The US investor Bill Ackman has snapped up a 7.5 per cent stake in Mondelez worth $5.5bn (£3.5bn), in the hope of influencing the company to enact more cost-cutting measures and potentially re-merge with Kraft, which itself recently joined forces with Heinz, the ketchup group owned by the investor Warren Buffett and the Brazilian investment group 3G.

Mondelez has already revealed a series of cost-cutting measures, and vowed to introduce zero-based budgeting, where managers must justify every expense. But a merger is more likely and would come three years after Mondelez found itself being stalked by the veteran US activist Nelson Peltz, who wanted it to merge with Pepsi-Co’s snacks division.

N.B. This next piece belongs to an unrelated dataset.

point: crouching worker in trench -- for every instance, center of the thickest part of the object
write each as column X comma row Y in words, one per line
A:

Mr Ackman, and his investment vehicle Pershing Square, knows the Mondelez chief executive, Irene Rosenfeld, as he was an investor in Cadbury during its controversial transatlantic takeover by Kraft in 2009. That bid was spearheaded by Ms Rosenfeld, who infamously refused to attend a parliamentary select committee hearing on the sale.

Mr Ackman has also invested in the food sector before, taking an 11 per cent stake in Burger King before its merger with the Canadian doughnut chain Tim Hortons, which was backed by 3G and Mr Buffett.